なお「有効求人倍率から見る「採用されやすい職業、採用されにくい職業」もご覧下さい。
「生産関連事務職」に向いている人、向いてない人
「生産関連事務職」はどのような人が向いているのでしょうか。どのような資質や性格、能力が求められるのでしょうか。またどのような人が向いていないのでしょうか。ここでは実際に事務職として働いている人、働いていた人に考えを聞いてみました。現場の生の声をぜひご覧下さい。
※各事務職の職種と仕事内容はこちらをご覧下さい。
円滑に業務が流れるように気を配る
●「生産関連事務職」に向いている人
生産工場での事務職は、自社と取引会社の間を担うポジションなので、例えば、必要な部品を使用する順番などを考えて発注するなどどうすれば効率良く作業できるか、余剰在庫を減らしてコスト削減ができるか、如何にスムーズにクレーム対応を処理できるかなど、その場の判断力が重要になります。

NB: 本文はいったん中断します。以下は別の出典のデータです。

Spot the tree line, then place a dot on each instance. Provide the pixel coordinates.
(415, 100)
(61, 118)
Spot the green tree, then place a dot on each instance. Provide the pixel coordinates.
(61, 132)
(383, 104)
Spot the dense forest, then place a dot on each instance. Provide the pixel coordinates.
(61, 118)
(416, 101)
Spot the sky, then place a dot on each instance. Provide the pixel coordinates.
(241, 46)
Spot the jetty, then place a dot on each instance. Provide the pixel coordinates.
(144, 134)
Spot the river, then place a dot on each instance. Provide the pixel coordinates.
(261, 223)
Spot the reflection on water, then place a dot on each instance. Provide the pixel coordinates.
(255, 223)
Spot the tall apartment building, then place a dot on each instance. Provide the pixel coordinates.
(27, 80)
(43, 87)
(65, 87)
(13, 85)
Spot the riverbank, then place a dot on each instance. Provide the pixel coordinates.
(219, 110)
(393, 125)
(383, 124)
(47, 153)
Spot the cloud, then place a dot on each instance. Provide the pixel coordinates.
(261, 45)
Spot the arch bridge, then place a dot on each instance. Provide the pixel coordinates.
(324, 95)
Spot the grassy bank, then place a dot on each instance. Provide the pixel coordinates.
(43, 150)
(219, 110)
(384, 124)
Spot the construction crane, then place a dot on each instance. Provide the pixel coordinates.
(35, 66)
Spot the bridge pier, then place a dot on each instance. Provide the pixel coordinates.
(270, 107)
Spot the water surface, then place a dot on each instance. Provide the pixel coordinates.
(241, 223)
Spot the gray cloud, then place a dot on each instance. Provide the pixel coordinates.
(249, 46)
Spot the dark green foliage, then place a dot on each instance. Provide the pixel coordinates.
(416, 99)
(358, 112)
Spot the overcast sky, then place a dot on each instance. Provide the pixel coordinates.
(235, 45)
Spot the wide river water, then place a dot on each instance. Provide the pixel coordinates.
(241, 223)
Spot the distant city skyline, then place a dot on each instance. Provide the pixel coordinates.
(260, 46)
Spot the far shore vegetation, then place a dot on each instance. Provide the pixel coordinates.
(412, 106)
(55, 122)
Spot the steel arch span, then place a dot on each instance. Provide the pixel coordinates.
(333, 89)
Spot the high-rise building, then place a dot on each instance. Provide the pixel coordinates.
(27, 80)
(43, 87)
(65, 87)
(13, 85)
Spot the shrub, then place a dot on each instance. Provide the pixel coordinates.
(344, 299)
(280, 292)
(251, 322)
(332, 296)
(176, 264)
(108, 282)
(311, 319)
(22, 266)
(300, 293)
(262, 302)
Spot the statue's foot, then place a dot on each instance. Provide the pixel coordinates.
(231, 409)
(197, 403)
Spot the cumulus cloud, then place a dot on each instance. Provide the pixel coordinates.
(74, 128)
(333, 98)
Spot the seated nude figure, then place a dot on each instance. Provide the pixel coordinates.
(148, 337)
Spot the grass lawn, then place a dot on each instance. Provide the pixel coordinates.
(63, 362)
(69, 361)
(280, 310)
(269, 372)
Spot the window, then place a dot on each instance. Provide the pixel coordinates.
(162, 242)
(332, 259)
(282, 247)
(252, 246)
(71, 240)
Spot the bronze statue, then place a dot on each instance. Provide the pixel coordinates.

また、お金が必ず絡んでくるので、明細や請求書などを作成する際でも、注意深く何度も見直しすることや、現場の人間が把握しきれていない締め切りなどにも気を配り、スケジュール管理がしっかりできる人に向いていると思います。
資材仕入などは種類が多く、部品毎の特徴を覚えておく必要があり、記憶力も重要なので年齢的に20~40歳くらいが向いていると思います。あまり高齢の方には適さないと思います。また、現場では多くの作業員がいろいろな要望を言ってきますので、とりまとめた上で、整理整頓をおこない、シンプルな事務処理をおこなう必要があります。
(女性 27歳 徳島県)
今も手書きや口頭で資材仕入をおこなう会社も
●「生産関連事務職」に向いている人
建設工事現場事務のなかでも主にお金からみの発注から請求までの管理を主な業務としています。この仕事を行うにあたって必要なスキルとしては、パソコンスキルで言えばエクセルです。大きな会社ではあれば必要な業務に応じて社内フォーマット等が用意されていると思いますが、そうではない中小企業にとってはその都度必要な書類に関しては自分でフォーマットの作成から行う必要があると思います。
建設現場はIT化が遅れており、今も手書きや口頭で資材仕入、生産管理をおこなっている会社が多くあります。もし勤めた会社もアナログなのであれば、データソフトやクラウドを使って、全員で仕入れや生産の管理への移行を提案してみると良いと思います。
(男性 35歳 東京都)
転職にあたって
「生産関連事務職」はあまり馴染みのない言葉ですが、工場などの生産現場や建築現場での生産・工程管理に関する事務職、検収・検品、保管・管理の関する仕事です。工場や生産現場には欠かせない仕事です。
転職についてですが、実はこの「生産関連事務職」、「事務職」で働きたいと思っている人には狙い目の仕事です。
「事務職」はもともと求人数が少ない上に、応募希望者が多いため、とにかく競争倍率が高く、総務などの「一般事務職」に至っては約0.3倍、経理などの「会計事務職」は約0.6倍、営業サポートなどの「営業・販売事務職」は約0.75倍と、いずれも1倍未満の数字です。100社の求人募集に300人、200人の応募がある状態なのですが、今回解説した「生産関連事務職」は約1.44倍と、数字の上では一応、希望者全員分の求人があることになっているのです。
もちろん、応募者本人、採用側企業の合否もありますので、あくまでも数字上だけの話ですが、それでも他の事務職と比べてハードルが多少低いことは事実です。
就業にあたって、必ず必要な資格やスキルはありませんが、他の事務職同様にPC作業が必須になります。特にエクセルは「普通に使える」ではなく「得意」と言えるように解説本などで習得しましょう。